Son desconcertantes las palabras de Jesús, cuando le presentan la realidad del mal que crece junto al bien, del mal que a veces incluso va mezclado con el bien, de manera que no puede clarificarse del todo lo que es malo y lo que es bueno. Dejadlos crecer juntos hasta la siega, y entonces podrá separarse lo malo de lo bueno.
La pregunta por el mal es un interrogante continuo en el corazón del hombre, de todo hombre. ¿Por qué existe el mal? ¿Por qué Dios lo permite? ¿Cómo es posible que haya tanto mal, siendo Dios todopoderoso? O Dios es impotente para atajarlo, y entonces no sería Dios. O Dios condesciende con el mal, y entonces es un Dios que permite lo intolerable. El misterio del mal pone en crisis a todo hombre que tiene que afrontarlo en propia carne. No es un problema teórico, sino que nos encontramos con él cada día, como se encontraron con la cizaña aquellos criados que fueron a preguntarle a su dueño: Señor, ¿no sembraste buena semilla en tu campo? ¿De dónde sale la cizaña?
La respuesta es clarificadora: Un enemigo lo ha hecho; el enemigo que siembra la cizaña es el diablo. El mal no tiene su origen en Dios. Adoptaríamos una postura infantil, si cuando nos topamos con el mal echáramos la culpa a Dios.
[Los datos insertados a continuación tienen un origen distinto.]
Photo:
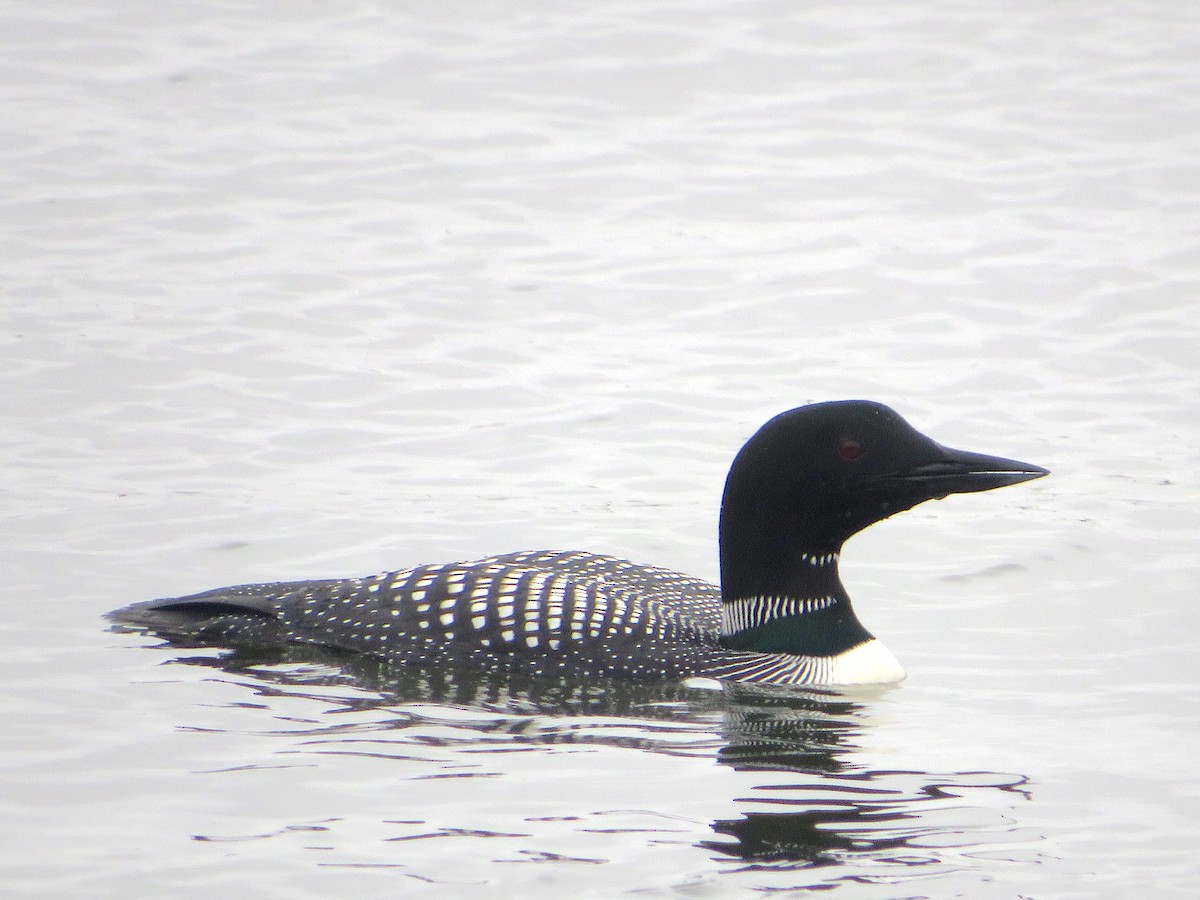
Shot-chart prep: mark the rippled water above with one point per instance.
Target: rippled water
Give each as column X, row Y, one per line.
column 299, row 291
El hambre en el mundo, la injusticia en el reparto de los bienes de la tierra, tantas guerras y enfrentamientos, la secularización que arrasa el campo y lo deja estéril, el ataque furibundo a Dios y a la religión incluso so capa de bien, la cultura de la muerte que mata a los inocentes en el seno materno, presentándolo como un derecho de libertad. Dios no tiene la culpa. Él ha sembrado buen trigo en el campo de la Historia. Entonces, ¿quién ha sembrado el mal? El demonio y quienes le hacen caso, nos dice Jesús.
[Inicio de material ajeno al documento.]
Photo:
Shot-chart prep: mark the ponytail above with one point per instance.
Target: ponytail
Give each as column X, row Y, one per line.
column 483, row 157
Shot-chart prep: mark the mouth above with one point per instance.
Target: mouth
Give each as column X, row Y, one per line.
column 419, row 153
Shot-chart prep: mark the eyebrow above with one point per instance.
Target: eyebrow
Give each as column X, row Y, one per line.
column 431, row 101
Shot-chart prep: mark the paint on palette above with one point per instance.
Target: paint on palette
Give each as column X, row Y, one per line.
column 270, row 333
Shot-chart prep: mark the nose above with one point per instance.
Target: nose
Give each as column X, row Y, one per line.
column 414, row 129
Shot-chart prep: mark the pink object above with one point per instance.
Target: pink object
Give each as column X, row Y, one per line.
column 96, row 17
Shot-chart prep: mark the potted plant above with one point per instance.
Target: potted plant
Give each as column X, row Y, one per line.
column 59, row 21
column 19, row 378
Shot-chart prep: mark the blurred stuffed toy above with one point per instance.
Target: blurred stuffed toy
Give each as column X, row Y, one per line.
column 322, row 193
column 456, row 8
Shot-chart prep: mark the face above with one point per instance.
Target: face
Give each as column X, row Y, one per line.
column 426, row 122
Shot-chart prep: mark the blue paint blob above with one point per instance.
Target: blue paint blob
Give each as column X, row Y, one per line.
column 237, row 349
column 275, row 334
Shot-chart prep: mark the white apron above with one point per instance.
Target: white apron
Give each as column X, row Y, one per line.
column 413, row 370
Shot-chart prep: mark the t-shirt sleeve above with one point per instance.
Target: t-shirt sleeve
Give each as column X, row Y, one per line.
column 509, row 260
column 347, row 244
La reacción espontánea sería la de los criados de la parábola: ¿Quieres que vayamos a arrancarla? -No, que podríais arrancar también el trigo. Dios no permite el mal por sí mismo, sino para probar y fortalecer el bien que ya existe. Quiere sacar bienes de esas dificultades que encontramos a diario cuando descubrimos la cizaña, la mala hierba. La actitud ante el mal nos la recuerda el Apóstol: «No te dejes vencer por el mal-escribe san Pablo a los romanos-; antes bien, vence el mal a fuerza de bien». El mal debe ser un estímulo para hacer el bien. Dejemos el juicio último de Dios para el final. Ante el mal que nos acecha, nosotros hemos de vencerlo con una sobredosis de bien.